New galleries are opening, says Bonnie Clearwater, the director of the Museum of Contemporary Art, North Miami (MoCA). “Two large, serious galleries recently opened near MoCA where there is inexpensive warehouse space [Bridge Red Studios and Dezer Schaulhalle]. This is a good sign,” she says. Bridge Red is not primarily concerned with commercial success, says Robert Thiele, who co-founded the space: “We tend to work with artists who either don’t want to sell their work or whose pieces are difficult. It’s not our main focus.”
Meanwhile, although the New World School of the Arts is a top-ranked high school, Miami needs a graduate school to encourage more teachers and artists into the area. Los Angeles stands as a good counterpoint: famous first for its art schools and artists producing challenging work, the museums and market gradually followed. “For decades, LA collectors felt that New York galleries sent their seconds to LA, even when that wasn’t the case,” says art adviser Allan Schwartzman. “This only shifted in recent years as more and more collectors developed an awareness that some of the most important artists of recent decades were formed in, and chose to live in, LA.” Miami-born adviser Lisa Schiff agrees: “If the MFA programmes improve and the art community [in Miami] grows, it might give rise to a commercial scene similar to the one LA has slowly achieved.”
Equally important are the public and private museums, which, as they develop, will help foster recognition for Miami’s artists as well as galvanise local support for the arts. Of the public museums, Clearwater has popular backing and is leading MoCA towards a $12.5m upgrade by 2014. The Miami Art Museum has had a rockier path. Nonetheless, building work is under way on its new space, scheduled to open in 2013, a $220m project. Such institutional growth is “the next step”, says Schiff. She adds that while Miami’s commercial scene “might not seem dynamic, it’s 100% more so than it was in the 1970s. It will get there—it just might take another 20 years.”
Perhaps times have changed, though, and galleries themselves are less vital—as was concluded in a report produced by the dealers federation Cinoa (Confédération Internationale des Négociants en Oeuvres d’Art) earlier this year. “Art fairs themselves are eroding the gallery scene everywhere,” says Jeff Rabin of art advisers Artvest Partners. David Maupin of Lehmann Maupin gallery (K15) agrees: “The collecting public travels more than ever. It’s mathematical—there is a correlation between the increase in art fairs and decrease in the number of smaller galleries in cities other than London or New York. I don’t need to open a gallery in Miami because the people I see there during the fair I also see at the other major art events.”

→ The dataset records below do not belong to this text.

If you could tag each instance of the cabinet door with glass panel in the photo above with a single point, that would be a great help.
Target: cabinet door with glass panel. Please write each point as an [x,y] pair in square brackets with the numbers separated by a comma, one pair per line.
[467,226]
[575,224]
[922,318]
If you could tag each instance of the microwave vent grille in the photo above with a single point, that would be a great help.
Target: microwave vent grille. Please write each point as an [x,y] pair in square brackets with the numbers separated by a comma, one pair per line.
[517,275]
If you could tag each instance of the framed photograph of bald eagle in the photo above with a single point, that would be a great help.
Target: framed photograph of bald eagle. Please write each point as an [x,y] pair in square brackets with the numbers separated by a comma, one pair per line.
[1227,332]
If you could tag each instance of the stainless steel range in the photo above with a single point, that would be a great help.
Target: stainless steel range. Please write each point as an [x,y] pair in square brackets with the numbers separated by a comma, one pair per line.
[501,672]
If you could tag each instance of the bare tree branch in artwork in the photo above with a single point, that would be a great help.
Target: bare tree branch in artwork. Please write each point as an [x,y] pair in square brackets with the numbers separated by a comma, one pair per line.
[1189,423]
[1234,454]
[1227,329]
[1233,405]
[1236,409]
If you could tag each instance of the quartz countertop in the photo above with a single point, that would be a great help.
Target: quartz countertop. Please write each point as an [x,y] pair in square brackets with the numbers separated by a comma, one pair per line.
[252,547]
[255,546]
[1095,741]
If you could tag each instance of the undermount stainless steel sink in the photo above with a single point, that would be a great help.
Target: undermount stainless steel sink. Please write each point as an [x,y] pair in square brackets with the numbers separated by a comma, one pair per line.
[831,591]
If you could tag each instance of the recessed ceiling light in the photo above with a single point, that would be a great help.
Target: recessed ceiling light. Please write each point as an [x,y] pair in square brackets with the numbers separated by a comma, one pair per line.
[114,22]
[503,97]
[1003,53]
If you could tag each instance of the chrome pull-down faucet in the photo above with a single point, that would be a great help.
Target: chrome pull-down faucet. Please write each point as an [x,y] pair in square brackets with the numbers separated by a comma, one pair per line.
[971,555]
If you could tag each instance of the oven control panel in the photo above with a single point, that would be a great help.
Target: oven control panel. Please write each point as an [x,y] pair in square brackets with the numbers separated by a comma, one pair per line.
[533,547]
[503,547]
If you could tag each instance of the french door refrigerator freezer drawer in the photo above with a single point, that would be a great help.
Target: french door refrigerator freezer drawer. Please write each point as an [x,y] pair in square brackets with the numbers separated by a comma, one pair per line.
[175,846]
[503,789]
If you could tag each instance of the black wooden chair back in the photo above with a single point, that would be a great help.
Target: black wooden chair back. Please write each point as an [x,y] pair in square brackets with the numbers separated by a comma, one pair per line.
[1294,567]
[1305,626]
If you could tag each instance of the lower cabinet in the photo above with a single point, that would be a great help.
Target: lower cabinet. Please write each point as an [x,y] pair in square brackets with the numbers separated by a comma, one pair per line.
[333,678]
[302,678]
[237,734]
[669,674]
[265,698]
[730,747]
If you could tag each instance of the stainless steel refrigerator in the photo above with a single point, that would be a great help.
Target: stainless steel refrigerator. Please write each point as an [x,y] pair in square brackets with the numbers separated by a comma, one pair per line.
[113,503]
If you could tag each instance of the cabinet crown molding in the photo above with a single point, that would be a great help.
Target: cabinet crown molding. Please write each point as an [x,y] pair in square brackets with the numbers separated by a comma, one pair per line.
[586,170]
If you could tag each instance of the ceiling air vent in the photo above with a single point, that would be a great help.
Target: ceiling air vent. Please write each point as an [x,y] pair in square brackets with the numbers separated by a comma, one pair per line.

The greater danger is that Miami’s future focus could shift away from art to gambling, should a state bill proposing three casino resorts in the Miami-Dade county be passed. The convention centre, home to the fair, would be the best venue, according to art buyer and Las Vegas businessman Steve Wynn. He is in favour of the project and says that Miami is the “greatest site for a destination resort in the United States”, according to the Miami Herald. Local gallerists disagree. The casinos would attract “a lot of people who are not necessarily culturally minded,” says Snitzer, adding: “They would put a huge thorn in the side of things, just when culture is going along nicely and there is a real interest in aspiring for more. That message will change if the casinos come in.”